Add-On

“This page wants to run the following add-on…” won’t go away in Internet Explorer

In the last few weeks, I found that a lot of users were complaining about IE11 on Windows 10, and the prompt “This page wants to run the following add-on” with the add-on name, and the allow button:

This webpage wants to run the following add-on ‘Adobe Flash Player’ from Microsoft Windows Third Party Application Compon…

However, clicking the ‘Allow’ button, or using the drop down arrow to choose ‘Allow for all sites’ did nothing, and the prompt would show again and again.

I ended up working out this was due to the Add-On List GPO to list IE add-ons that was being used to manage the add-ons I wanted disabled or enabled https://docs.microsoft.com/en-us/internet-explorer/ie11-deploy-guide/enable-and-disable-add-ons-using-administrative-templates-and-group-policy

The policy explicitly states “The ‘Deny all add-ons unless specifically allowed in the Add-on List’ policy setting will still determine whether add-ons not in this list are assumed to be denied.”

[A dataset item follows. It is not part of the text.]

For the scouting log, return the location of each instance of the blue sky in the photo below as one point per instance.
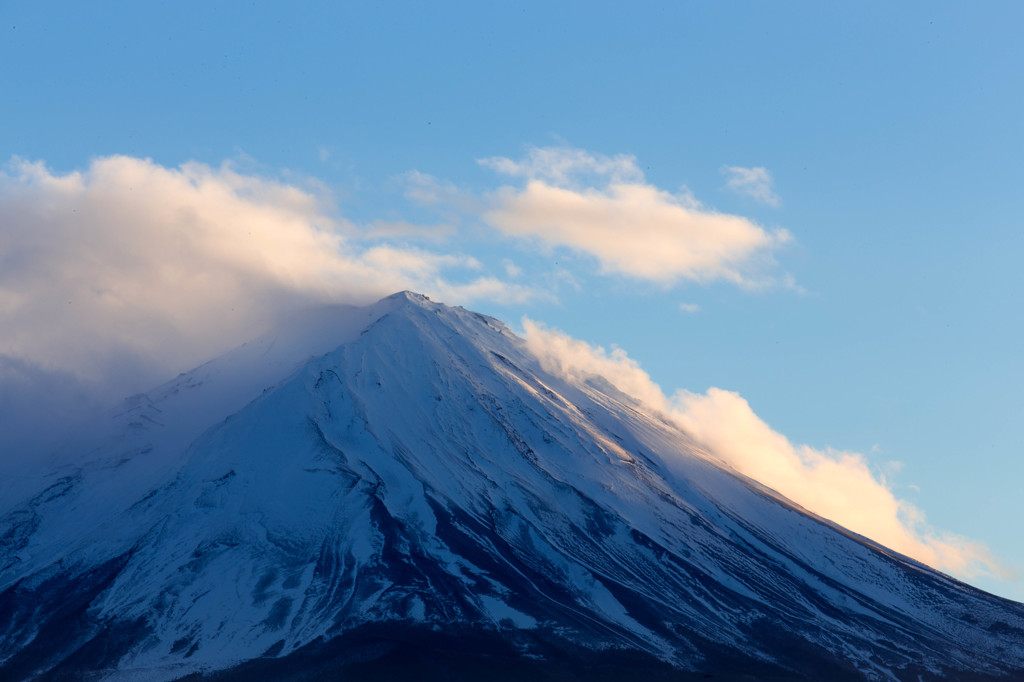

However, since a recent update (either Windows 10 1803, or a recent security patch  – unsure which!), anything not listed in the Add-On List was being blocked. 

Adding an update to the list and allowing it with the ‘1’ value fixes the issue for that particular add-in, but it shouldn’t be working this way.

I even tried disabling the Group Policy setting ‘Deny all add-ons unless specifically allowed in the Add-on List’ but that made no difference. That policy also states: ‘If you disable or do not configure this policy setting, users may use Add-on Manager to allow or deny any add-ons that are not included in the ‘Add-on List’ policy setting.’

Something wacky’s going on – if I find out more I’ll update this post, but if you do use the ‘Add-On List’ GPO for Internet Explorer, be aware of this potential issue. You may need to list all your add-ins into the policy to avoid this.

I’ve also updated all my ADMX files for Win10 1803.

Update:

I believe I fixed this by auditing all the IE addins and making sure they were allowed. Somtimes an addin has a prerequisite of another adding being enabled, so you can’t always trust the message you see.